MLB: USA TODAY's Hal Bodley writes MLB "can forget
about sending players to the Olympics. The [NHL] proved in
Nagano it doesn't work." MLB President Paul Beeston: "When
we talked about this, we said we had the benefit of being
able to observe what happened with the NHL in the Olympics.
Sure, there are some concerns now" (USA TODAY, 2/24).
While the women's U.S. hockey team won the gold, "most
people connected with the sport think it's ready for a
small-scale regional pro league at best, and perhaps not
even that," according to Barbara Huebner of the BOSTON
GLOBE. USA Hockey Exec Dir David Ogrean: "A full-fledged
professional league is a ways down the line.
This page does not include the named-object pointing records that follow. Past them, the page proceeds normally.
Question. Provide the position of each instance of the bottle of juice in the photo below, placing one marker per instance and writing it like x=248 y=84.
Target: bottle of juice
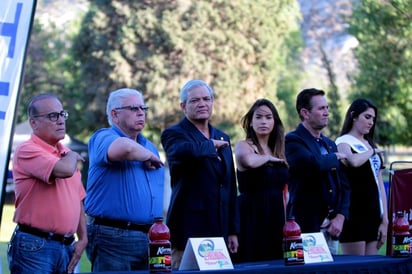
x=292 y=243
x=160 y=249
x=401 y=246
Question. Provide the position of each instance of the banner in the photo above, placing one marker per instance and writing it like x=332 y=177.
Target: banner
x=16 y=17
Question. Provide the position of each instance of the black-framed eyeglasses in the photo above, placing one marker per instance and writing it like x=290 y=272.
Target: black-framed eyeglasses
x=54 y=116
x=135 y=108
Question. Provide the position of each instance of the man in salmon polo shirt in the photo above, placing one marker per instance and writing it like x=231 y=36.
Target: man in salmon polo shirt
x=49 y=194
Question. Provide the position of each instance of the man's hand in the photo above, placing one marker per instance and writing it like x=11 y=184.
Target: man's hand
x=220 y=143
x=153 y=163
x=79 y=247
x=336 y=225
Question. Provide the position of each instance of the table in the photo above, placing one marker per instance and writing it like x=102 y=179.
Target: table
x=342 y=264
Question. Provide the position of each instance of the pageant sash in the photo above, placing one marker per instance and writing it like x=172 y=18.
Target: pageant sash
x=359 y=147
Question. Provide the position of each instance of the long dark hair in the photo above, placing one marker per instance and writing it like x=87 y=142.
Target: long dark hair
x=355 y=109
x=277 y=136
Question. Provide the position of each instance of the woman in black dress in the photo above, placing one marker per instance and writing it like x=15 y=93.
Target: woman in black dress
x=364 y=232
x=262 y=174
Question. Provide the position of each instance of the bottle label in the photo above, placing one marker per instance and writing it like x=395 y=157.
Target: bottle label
x=293 y=251
x=401 y=246
x=160 y=258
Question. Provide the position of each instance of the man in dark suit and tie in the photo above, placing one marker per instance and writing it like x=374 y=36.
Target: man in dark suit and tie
x=203 y=200
x=319 y=191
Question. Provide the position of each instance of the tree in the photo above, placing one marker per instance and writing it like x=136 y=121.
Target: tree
x=156 y=46
x=384 y=31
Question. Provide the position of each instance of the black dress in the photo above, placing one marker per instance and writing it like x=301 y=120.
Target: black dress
x=364 y=211
x=262 y=213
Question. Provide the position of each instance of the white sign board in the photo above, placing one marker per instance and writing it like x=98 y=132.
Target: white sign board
x=15 y=22
x=205 y=254
x=315 y=248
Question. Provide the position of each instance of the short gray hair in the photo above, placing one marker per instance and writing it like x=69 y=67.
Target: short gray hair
x=192 y=84
x=116 y=99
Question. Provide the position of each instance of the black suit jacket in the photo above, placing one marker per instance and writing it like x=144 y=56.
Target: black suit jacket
x=204 y=188
x=318 y=186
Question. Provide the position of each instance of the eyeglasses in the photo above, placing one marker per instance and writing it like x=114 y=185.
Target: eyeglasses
x=135 y=108
x=54 y=116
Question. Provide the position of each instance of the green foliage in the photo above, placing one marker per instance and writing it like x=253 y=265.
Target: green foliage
x=156 y=46
x=384 y=30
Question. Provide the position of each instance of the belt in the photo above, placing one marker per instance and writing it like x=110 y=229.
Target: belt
x=122 y=224
x=66 y=240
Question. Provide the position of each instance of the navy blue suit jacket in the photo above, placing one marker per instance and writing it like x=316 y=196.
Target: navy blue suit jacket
x=203 y=199
x=318 y=186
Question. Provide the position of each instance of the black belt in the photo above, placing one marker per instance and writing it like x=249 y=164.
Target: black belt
x=122 y=224
x=66 y=240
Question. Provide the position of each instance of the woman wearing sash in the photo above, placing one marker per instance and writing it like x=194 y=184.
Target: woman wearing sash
x=365 y=231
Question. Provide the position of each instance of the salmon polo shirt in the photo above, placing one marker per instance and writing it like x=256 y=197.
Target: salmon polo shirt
x=53 y=206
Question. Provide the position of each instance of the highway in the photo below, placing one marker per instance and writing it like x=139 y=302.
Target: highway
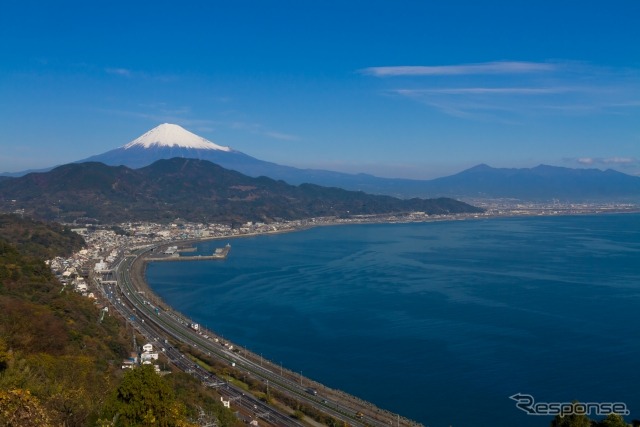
x=160 y=327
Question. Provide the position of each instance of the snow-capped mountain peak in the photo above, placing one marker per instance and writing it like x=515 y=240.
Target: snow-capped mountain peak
x=170 y=135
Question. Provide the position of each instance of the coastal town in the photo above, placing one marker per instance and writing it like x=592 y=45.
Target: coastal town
x=92 y=270
x=105 y=242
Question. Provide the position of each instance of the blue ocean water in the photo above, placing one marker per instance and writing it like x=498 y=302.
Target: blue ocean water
x=440 y=322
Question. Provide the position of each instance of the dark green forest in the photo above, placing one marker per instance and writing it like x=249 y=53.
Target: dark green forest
x=60 y=365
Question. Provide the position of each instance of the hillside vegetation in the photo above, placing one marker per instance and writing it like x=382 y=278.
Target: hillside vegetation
x=194 y=190
x=59 y=364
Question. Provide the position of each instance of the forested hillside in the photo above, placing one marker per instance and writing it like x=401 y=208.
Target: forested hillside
x=60 y=365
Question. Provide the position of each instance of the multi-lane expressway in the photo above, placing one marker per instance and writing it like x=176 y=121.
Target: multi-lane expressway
x=160 y=327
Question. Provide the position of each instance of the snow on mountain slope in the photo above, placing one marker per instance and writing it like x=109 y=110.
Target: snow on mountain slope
x=170 y=135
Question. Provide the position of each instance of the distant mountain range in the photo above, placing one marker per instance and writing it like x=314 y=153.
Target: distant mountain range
x=480 y=182
x=195 y=190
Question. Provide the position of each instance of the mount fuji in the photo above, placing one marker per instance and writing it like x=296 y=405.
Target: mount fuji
x=543 y=182
x=167 y=141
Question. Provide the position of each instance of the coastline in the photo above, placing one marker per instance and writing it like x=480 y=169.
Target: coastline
x=140 y=274
x=138 y=277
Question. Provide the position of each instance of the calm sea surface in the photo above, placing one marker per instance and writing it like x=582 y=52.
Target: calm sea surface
x=440 y=322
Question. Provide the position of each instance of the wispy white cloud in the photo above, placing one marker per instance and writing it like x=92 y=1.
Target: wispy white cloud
x=511 y=90
x=623 y=163
x=499 y=67
x=119 y=72
x=282 y=136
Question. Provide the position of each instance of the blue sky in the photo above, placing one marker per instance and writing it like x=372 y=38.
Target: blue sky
x=414 y=89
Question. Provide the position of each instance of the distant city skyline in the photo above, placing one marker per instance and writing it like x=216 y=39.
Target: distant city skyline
x=406 y=89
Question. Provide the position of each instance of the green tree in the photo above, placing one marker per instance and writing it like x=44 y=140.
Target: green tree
x=143 y=398
x=573 y=420
x=613 y=420
x=18 y=408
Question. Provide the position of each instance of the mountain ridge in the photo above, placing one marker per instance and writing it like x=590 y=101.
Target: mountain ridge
x=195 y=190
x=540 y=183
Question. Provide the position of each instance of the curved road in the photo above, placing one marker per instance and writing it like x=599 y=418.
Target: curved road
x=157 y=325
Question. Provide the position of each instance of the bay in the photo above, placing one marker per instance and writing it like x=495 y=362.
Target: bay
x=440 y=321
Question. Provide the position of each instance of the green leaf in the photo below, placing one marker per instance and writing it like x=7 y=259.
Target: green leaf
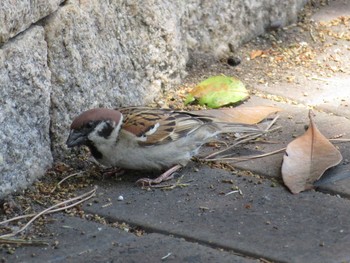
x=218 y=91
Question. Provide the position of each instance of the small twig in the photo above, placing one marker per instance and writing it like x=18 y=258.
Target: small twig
x=241 y=159
x=23 y=242
x=235 y=191
x=247 y=139
x=64 y=179
x=166 y=256
x=271 y=123
x=82 y=198
x=172 y=186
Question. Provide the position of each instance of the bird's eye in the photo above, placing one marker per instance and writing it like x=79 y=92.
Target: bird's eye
x=89 y=125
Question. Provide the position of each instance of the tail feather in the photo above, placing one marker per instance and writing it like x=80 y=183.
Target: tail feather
x=226 y=127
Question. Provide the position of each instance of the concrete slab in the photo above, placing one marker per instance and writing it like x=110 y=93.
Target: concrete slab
x=264 y=222
x=78 y=240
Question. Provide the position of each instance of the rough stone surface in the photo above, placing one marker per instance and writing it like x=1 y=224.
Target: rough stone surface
x=18 y=15
x=25 y=86
x=108 y=55
x=221 y=28
x=118 y=53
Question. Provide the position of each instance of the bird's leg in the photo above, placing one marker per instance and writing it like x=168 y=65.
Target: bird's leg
x=167 y=175
x=113 y=171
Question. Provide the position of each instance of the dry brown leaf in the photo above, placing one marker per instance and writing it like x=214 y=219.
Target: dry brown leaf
x=246 y=115
x=307 y=158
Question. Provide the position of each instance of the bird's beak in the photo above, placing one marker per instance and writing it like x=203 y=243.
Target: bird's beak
x=76 y=138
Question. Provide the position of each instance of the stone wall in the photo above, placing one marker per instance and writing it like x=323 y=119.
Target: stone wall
x=58 y=58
I think we
need to move forward, but realistically forward." Ogrean
calls the Women's Professional Hockey League (WPHL), led by
Hockey East Dir of Media Relations Ed Saunders, "in the near
term probably one of the best ideas." Its four teams would
have 20 players each, paid $500-$1,000 per game. Ogrean
sees the "biggest boost" of the women's gold medal at the
youth, high school and college level (BOSTON GLOBE, 2/24).
The WPHL is profiled by BLOOMBERG, as Jack McGregor, one of
the league's investors, said the WPHL will incur startup
costs of $1-1.2M. Site selection for the four franchises
will be announced in March (BLOOMBERG/N.Y. POST, 2/24).